A restaurant that embodies this Loop Street character perfectly is Aroma Café. It’s literally in the shadow of the Chris Barnard Memorial Hospital, on a quiet corner and when I was there, I was easily the youngest person by about two decades. This is the place where the hospital staff, the lawyers and nine to fiver’s from the surrounding offices get their lunch, a lot of them presumably having done so for more than a few years.
Every grey haired gentleman that walks in first glances behind the classic wooden bar area to greet the co-owner, who asks each and every one of them how they’re doing. One gentleman merely walked in, took the Cape Argus from the pile of newspapers balanced on the bar and takes a seat. He looks up at her and she says, ‘Just the usual on rye?’ to which he responds ‘Yes, please’ with a familiar smile.

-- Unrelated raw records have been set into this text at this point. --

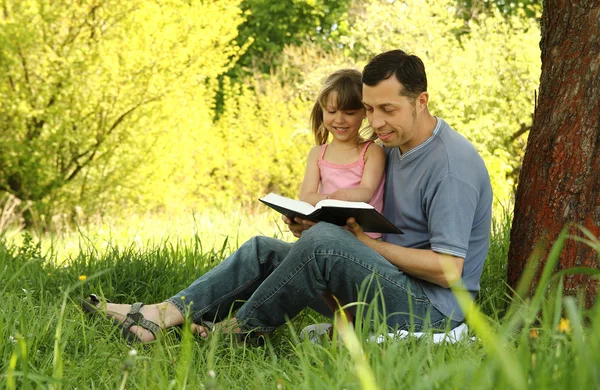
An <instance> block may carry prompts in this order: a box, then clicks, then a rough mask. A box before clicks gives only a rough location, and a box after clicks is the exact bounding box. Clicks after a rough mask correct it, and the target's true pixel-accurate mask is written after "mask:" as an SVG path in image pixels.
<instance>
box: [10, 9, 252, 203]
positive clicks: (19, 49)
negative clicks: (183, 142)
mask: <svg viewBox="0 0 600 390" xmlns="http://www.w3.org/2000/svg"><path fill="white" fill-rule="evenodd" d="M217 15H218V17H217ZM241 21H242V19H241V15H240V10H239V8H238V7H237V4H236V2H235V1H234V2H231V1H225V0H217V1H214V0H210V1H208V0H206V1H204V0H199V1H192V2H183V1H180V0H168V1H160V2H155V1H148V0H133V1H130V0H128V1H122V0H111V1H91V2H82V3H73V2H71V1H52V2H49V1H45V0H18V1H5V2H4V3H3V13H2V16H0V24H1V28H0V47H1V48H2V51H1V52H0V53H1V54H0V74H2V75H3V76H2V79H1V82H0V189H1V190H3V191H6V192H9V193H12V194H14V195H16V196H17V197H18V198H20V199H21V200H29V201H33V202H36V203H35V205H34V206H35V207H37V208H38V211H41V212H42V213H43V207H42V205H43V204H44V203H46V204H49V205H52V206H56V203H59V204H60V203H63V204H73V203H77V202H79V201H81V200H82V198H86V197H87V198H89V199H91V198H94V197H95V196H97V195H98V192H97V190H98V187H101V186H105V185H107V184H108V185H111V186H113V188H114V186H115V182H119V181H122V180H124V178H126V177H127V176H128V174H130V173H131V172H132V171H133V170H134V167H135V166H136V164H139V163H140V162H142V161H144V162H148V161H147V160H148V155H144V151H145V150H147V149H148V147H149V146H150V145H152V144H154V143H155V142H160V138H161V136H162V134H161V133H162V132H163V131H164V130H163V129H162V128H161V127H166V126H168V125H169V122H170V121H169V119H170V118H169V116H170V114H169V112H168V111H166V110H165V108H166V107H165V105H166V106H168V103H169V99H173V97H172V94H173V93H174V91H176V92H177V94H179V96H176V97H175V99H177V97H179V98H180V99H181V96H185V95H187V94H194V93H196V92H195V91H196V90H200V91H202V93H203V95H204V102H203V103H204V106H209V102H210V100H211V96H212V94H213V93H214V92H213V91H211V90H210V89H209V88H207V82H208V81H210V80H211V79H214V78H216V76H217V75H219V74H221V73H223V72H224V71H225V70H226V69H227V67H228V66H229V65H230V63H231V61H232V60H233V59H235V57H236V56H237V55H238V54H239V47H238V46H237V45H236V44H235V43H233V44H232V42H233V39H234V38H235V37H236V35H237V30H236V27H237V25H238V24H239V23H241ZM165 102H166V103H165ZM171 104H173V103H171ZM149 123H151V124H152V125H153V126H151V127H147V126H148V124H149ZM125 155H127V157H128V158H123V156H125ZM151 162H152V161H150V163H151ZM111 179H112V180H111ZM76 180H78V181H79V182H78V183H77V184H74V183H75V181H76ZM72 183H73V184H72ZM69 186H70V188H67V187H69ZM100 192H102V191H100Z"/></svg>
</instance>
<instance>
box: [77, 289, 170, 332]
mask: <svg viewBox="0 0 600 390" xmlns="http://www.w3.org/2000/svg"><path fill="white" fill-rule="evenodd" d="M106 302H108V303H111V302H110V301H109V300H108V299H107V300H106ZM79 303H80V305H81V308H82V309H83V310H84V311H85V312H87V313H89V314H93V315H102V317H103V318H108V319H111V320H112V323H113V325H114V326H116V327H118V328H119V329H121V335H122V336H123V338H124V339H125V340H127V342H129V343H140V342H141V340H140V339H139V338H138V337H137V335H136V334H135V333H133V332H132V331H131V327H132V326H134V325H137V326H141V327H142V328H144V329H146V330H148V331H150V333H152V335H153V336H154V339H155V340H156V339H157V338H158V334H160V332H161V329H160V326H158V324H156V323H155V322H153V321H150V320H147V319H146V318H144V315H143V314H142V313H140V309H141V308H142V306H144V304H143V303H141V302H136V303H134V304H133V305H131V309H130V310H129V313H127V315H126V317H125V319H124V320H123V321H119V320H118V319H116V318H114V317H110V316H109V315H108V314H107V313H106V311H104V310H102V309H100V308H98V306H97V305H98V304H99V303H100V299H99V298H98V296H97V295H96V294H90V297H89V300H85V299H81V298H79Z"/></svg>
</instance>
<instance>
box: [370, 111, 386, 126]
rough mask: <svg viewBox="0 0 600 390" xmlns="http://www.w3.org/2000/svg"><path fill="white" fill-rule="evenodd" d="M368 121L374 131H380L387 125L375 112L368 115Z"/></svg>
mask: <svg viewBox="0 0 600 390" xmlns="http://www.w3.org/2000/svg"><path fill="white" fill-rule="evenodd" d="M367 120H368V121H369V125H370V126H371V127H372V128H374V129H379V128H381V127H383V126H384V125H385V121H384V120H383V119H382V118H381V116H379V115H377V114H376V113H375V112H372V113H371V115H367Z"/></svg>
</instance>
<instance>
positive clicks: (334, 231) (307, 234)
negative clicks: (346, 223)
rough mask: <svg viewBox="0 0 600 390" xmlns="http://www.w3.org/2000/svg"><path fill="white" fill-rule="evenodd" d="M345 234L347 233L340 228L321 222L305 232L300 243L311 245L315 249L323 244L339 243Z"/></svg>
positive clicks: (342, 229)
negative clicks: (342, 235)
mask: <svg viewBox="0 0 600 390" xmlns="http://www.w3.org/2000/svg"><path fill="white" fill-rule="evenodd" d="M344 233H347V232H346V231H345V230H343V229H342V228H340V227H339V226H336V225H332V224H330V223H326V222H319V223H318V224H316V225H314V226H313V227H311V228H310V229H308V230H305V231H304V232H303V233H302V237H301V238H300V241H301V242H303V243H305V244H310V245H311V246H313V247H317V246H320V245H322V244H330V243H337V242H339V241H340V239H341V238H342V235H343V234H344Z"/></svg>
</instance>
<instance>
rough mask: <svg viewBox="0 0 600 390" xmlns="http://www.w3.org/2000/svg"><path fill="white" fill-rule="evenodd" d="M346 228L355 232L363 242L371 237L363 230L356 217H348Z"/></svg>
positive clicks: (357, 236) (354, 232)
mask: <svg viewBox="0 0 600 390" xmlns="http://www.w3.org/2000/svg"><path fill="white" fill-rule="evenodd" d="M344 229H346V230H348V231H349V232H350V233H352V234H354V236H355V237H356V238H358V239H359V240H360V241H362V242H365V241H366V240H369V239H370V237H369V236H367V235H366V234H365V232H364V231H363V230H362V227H361V226H360V225H359V224H358V222H356V219H355V218H348V220H347V221H346V226H344Z"/></svg>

Telling from the laminated newspaper cutout against the wall, Aroma Cafe was once owned by a Danish woman and her Italian husband. The story reads that the new owners of the already well established lunch stop decided to make a few changes and additions to the menu. These ‘new’ owners are still doing their thing, and judging by the yellow colour of the article, they’ve had this title for quite some time. With all its newer additions, however, the menu still boasts the traditional Danish ‘frikadellen’ (meatballs) and Danish styled sandwiches. These look a lot like a trusty ciabatta but it’s served in a little basket whereas the standard sandwiches are served in a plate.

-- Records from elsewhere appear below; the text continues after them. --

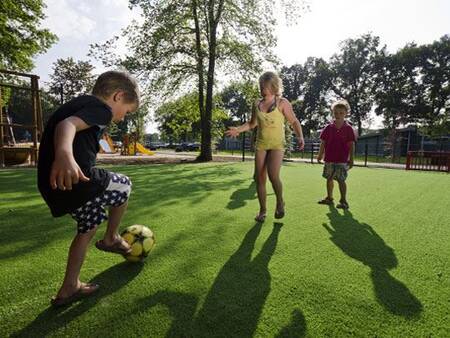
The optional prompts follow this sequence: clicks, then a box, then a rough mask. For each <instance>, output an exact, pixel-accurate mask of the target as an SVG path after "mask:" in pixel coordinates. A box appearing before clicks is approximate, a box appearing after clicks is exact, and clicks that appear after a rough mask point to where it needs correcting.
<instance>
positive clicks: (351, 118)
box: [330, 34, 386, 134]
mask: <svg viewBox="0 0 450 338" xmlns="http://www.w3.org/2000/svg"><path fill="white" fill-rule="evenodd" d="M385 54H386V47H385V46H382V47H380V38H379V37H378V36H373V35H371V34H364V35H362V36H360V37H358V38H356V39H347V40H345V41H344V42H343V43H342V44H341V50H340V51H339V52H338V53H336V54H335V55H334V56H333V57H332V58H331V60H330V69H331V72H332V74H333V78H332V82H331V89H332V90H333V92H334V94H335V95H336V96H337V97H340V98H343V99H346V100H347V101H348V102H349V103H350V106H351V114H350V116H349V119H350V121H352V122H354V123H355V124H356V125H357V128H358V133H359V134H361V132H362V122H363V121H364V120H366V119H367V118H368V116H369V113H370V112H371V110H372V107H373V102H374V95H375V86H376V82H375V74H376V60H377V59H378V58H379V57H383V55H385Z"/></svg>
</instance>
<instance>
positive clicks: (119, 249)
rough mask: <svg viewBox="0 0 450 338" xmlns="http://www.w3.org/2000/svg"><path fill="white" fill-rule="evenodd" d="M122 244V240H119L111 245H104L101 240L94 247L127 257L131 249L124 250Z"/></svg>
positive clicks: (103, 243) (102, 241)
mask: <svg viewBox="0 0 450 338" xmlns="http://www.w3.org/2000/svg"><path fill="white" fill-rule="evenodd" d="M123 242H124V240H119V241H116V242H114V243H113V244H112V245H106V244H105V242H104V241H103V240H102V239H101V240H99V241H97V242H96V243H95V247H96V248H97V249H99V250H101V251H106V252H112V253H117V254H120V255H127V254H129V253H130V252H131V248H128V249H126V248H125V247H124V246H123Z"/></svg>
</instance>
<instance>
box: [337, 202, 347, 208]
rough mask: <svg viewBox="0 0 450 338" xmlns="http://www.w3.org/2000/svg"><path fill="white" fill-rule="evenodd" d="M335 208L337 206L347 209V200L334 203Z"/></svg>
mask: <svg viewBox="0 0 450 338" xmlns="http://www.w3.org/2000/svg"><path fill="white" fill-rule="evenodd" d="M336 208H339V209H348V208H349V205H348V203H347V201H339V204H338V205H336Z"/></svg>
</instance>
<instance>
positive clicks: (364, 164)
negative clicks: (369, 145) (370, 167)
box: [364, 140, 369, 167]
mask: <svg viewBox="0 0 450 338" xmlns="http://www.w3.org/2000/svg"><path fill="white" fill-rule="evenodd" d="M368 152H369V144H368V143H367V140H366V144H365V146H364V166H365V167H367V155H368Z"/></svg>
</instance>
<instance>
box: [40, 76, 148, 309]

Walking in there’s a yellow sign on which, printed in black, they advertise freshly squeezed orange or carrot juice. And not even freshly squeezed in a big machine. These oranges and carrots are squeezed one at a time in a tiny, old school squeeze machine. And it’s served in glasses that seem to belong in a 1980s disco party. Thick and slightly textured. Standing next to the windowsill plant on each table, overlooking a narrow little side street, it’s easy to feel transported back a few years.
Apart from the Danish specialities, Aroma Café has many other menu items. And here, what you see is what you get. Ordering a toasted cheese and tomato sandwich on rye will get you just that, on a white side plate with a serviette handed to you. Perfectly satisfying for only R20. And of course it was made in a toaster barely big enough for two sandwiches. Aroma Café is quiet enough to handle it just like this.

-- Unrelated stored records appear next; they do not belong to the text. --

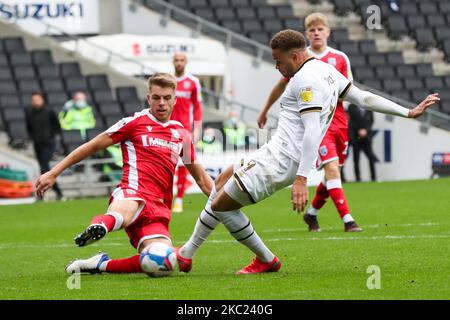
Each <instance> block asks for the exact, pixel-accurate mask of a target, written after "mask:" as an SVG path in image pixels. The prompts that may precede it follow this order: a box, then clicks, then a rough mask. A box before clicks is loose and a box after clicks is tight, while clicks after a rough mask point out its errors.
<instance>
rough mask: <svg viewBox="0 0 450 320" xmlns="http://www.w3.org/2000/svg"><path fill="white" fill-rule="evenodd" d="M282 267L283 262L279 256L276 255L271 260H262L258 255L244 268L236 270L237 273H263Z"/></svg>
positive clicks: (277, 268)
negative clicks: (271, 260)
mask: <svg viewBox="0 0 450 320" xmlns="http://www.w3.org/2000/svg"><path fill="white" fill-rule="evenodd" d="M280 268H281V262H280V260H279V259H278V257H276V256H275V257H274V258H273V260H272V261H271V262H262V261H261V260H259V259H258V257H256V258H255V259H253V261H252V263H250V264H249V265H248V266H246V267H244V268H243V269H241V270H239V271H238V272H236V274H253V273H263V272H275V271H278V270H279V269H280Z"/></svg>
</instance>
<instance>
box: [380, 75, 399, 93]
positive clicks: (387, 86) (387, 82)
mask: <svg viewBox="0 0 450 320" xmlns="http://www.w3.org/2000/svg"><path fill="white" fill-rule="evenodd" d="M383 87H384V89H385V90H386V91H388V92H393V91H400V90H402V89H403V82H402V80H400V79H397V78H390V79H384V80H383Z"/></svg>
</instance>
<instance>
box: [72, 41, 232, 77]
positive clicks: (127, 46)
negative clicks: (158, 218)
mask: <svg viewBox="0 0 450 320" xmlns="http://www.w3.org/2000/svg"><path fill="white" fill-rule="evenodd" d="M63 46H64V47H66V48H68V49H71V50H73V49H74V48H75V46H77V47H76V48H77V50H78V52H79V53H81V54H82V55H84V56H86V57H88V58H90V59H93V60H96V61H97V62H100V63H105V61H108V63H109V64H110V65H111V66H112V67H114V68H115V69H117V70H118V71H120V72H122V73H124V74H128V75H139V74H141V72H142V67H141V66H142V65H144V66H146V67H147V68H148V71H147V73H152V72H154V71H158V72H170V73H172V72H173V64H172V59H173V54H174V53H175V52H184V53H186V55H187V56H188V59H189V63H188V65H187V71H188V72H190V73H192V74H195V75H197V76H226V74H227V69H228V67H227V56H226V50H225V47H224V45H223V44H222V43H220V42H218V41H215V40H209V39H192V38H185V37H174V36H139V35H130V34H116V35H108V36H95V37H89V38H88V39H87V41H82V42H78V43H77V44H76V43H75V42H74V41H67V42H64V43H63ZM101 48H104V49H107V50H109V51H110V52H112V53H113V54H115V55H117V56H109V55H108V53H107V52H106V51H105V50H102V49H101ZM119 56H121V57H122V58H120V57H119ZM123 58H125V59H126V60H124V59H123ZM139 64H141V66H139Z"/></svg>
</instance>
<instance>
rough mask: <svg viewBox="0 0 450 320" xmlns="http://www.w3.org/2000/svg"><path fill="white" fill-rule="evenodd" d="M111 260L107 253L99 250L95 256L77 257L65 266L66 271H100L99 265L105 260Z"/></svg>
mask: <svg viewBox="0 0 450 320" xmlns="http://www.w3.org/2000/svg"><path fill="white" fill-rule="evenodd" d="M108 260H111V259H110V257H109V256H108V254H107V253H105V252H99V253H98V254H96V255H95V256H93V257H91V258H89V259H84V260H83V259H77V260H75V261H71V262H70V263H69V264H68V265H67V267H66V272H67V273H70V274H72V273H78V272H79V273H90V274H94V273H102V271H101V270H100V265H101V264H102V263H103V262H105V261H108Z"/></svg>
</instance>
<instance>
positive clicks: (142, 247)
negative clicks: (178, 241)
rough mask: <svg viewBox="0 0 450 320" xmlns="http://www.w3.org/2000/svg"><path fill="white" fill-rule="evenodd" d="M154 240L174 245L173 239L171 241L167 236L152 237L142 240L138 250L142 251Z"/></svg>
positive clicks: (169, 244) (151, 242) (153, 240)
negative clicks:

What you can also have here is a fully fledged home made meal. Veggies, meat, starch, the works. It smells very homey and tasty and it seems like many of the local folk come here for exactly that.
And while you’re sitting around, having your sandwich, staring out onto the street, you might just here the owners talking a strange language to some of the regulars. So where do these restaurant owners who walk around in crocs and tracksuit pants come from? Israel, of course.
Aroma Café will surely not be every Cape Tonian’s favourite spot to take a breather over lunch, but it sure is a pleasant change of scenery and the wooden stools, tables and floors, the classic letters printed on the window and the canopy outside on the street really just fits perfectly in Loop Street. If you’re interested, it’s at number 94, on the block just below the hospital.